心なしか先程より気分も優れている様な気がする。
新しく下着を身に付けた俺は自室で鞄と制服をクローゼットから取ってからそれを着た後に台所へと赴き、スポーツドリンクを一杯飲んだ。
俺は朝食を取らない主義なので、いつもスポーツドリンクで朝の栄養を補給する。
寝汗が酷かったからか、体中に水分が行き渡るような感覚がして爽快感はMAX。
あとは歯を磨いて髪を整え、いつも迎えに着てくれる学友達を待つだけ。
同日 8時02分
あれから20分程経ってからだろうか。
静まり返っていた屋内に玄関先に設置してある古びたチャイムの音が何度も繰り返し鳴った。

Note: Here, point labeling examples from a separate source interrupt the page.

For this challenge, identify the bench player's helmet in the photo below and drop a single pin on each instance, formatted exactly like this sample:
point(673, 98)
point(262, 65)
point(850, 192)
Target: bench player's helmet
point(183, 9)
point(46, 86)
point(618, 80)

どうやら連打しているようだが、こんな下らない事をするバカは一人しかいない。
急いで鞄を肩に掛けて玄関のドアを開けるとそこにはいつものメンバーである男一人と女二人が立っていた。
「や、おはよう涼介」
馴れ馴れしい様子で朝の挨拶をしてきたこの明るい茶髪の男前は相模信二。
同じ学年で同じクラスに所属しており、恐らくは先程のチャイム連打の犯人だが、唯一無二の親友とも呼べる人物だ。
外見こそ軽そうに見えるが、中身に至っては真実剛健そのものである……と思いたい。
「おはようございます酒匂先輩、あの……寝癖ひどいですよ?」
せっかく上手くセットできた髪型を悪気も無しにけなしてきた黒髪ロングで七三ぱっつんの美少女は月野夏音。
俺や信二よりひとつ下の後輩で、非常に礼儀正しい可愛い後輩だが、悪気なく毒を吐く事さえ無ければ完璧だ。
信二がかなり好意を抱いている様だが、鈍感な為それには気付いてはいない様子だ。
「寝癖って…!」
夏音の言葉によって込み上げる笑いを必死に抑えて涙目になっているこの背の小さい黒髪ポニーテール美少女の名は神崎彩乃。
まだ俺が祖父母や涼介とあの家に暮らしていた小さい頃、いつも一緒に遊んでいた幼なじみだ。
年は夏音と同じ年…つまり一応は俺の後輩にあたるが、本人からすれば自分を兄の様に思っているようで、いつもタメ口で非常にフレンドリーだ。
しかし俺は彩乃の事を妹のようには思っていない。
これは信二にしか言っていない事だが、既に異性として認識してしまっている。
「ほら、何ぽけーっと突っ立ってんだよ……早く行くぞ」
信二の言葉で俺は我に返った。
「おう、悪いな」
俺は素直に謝り、三人に加わって学校への道を歩き始める。
まさかこれが最後の登校になるなんて……四人の中で誰一人として考えていなかった。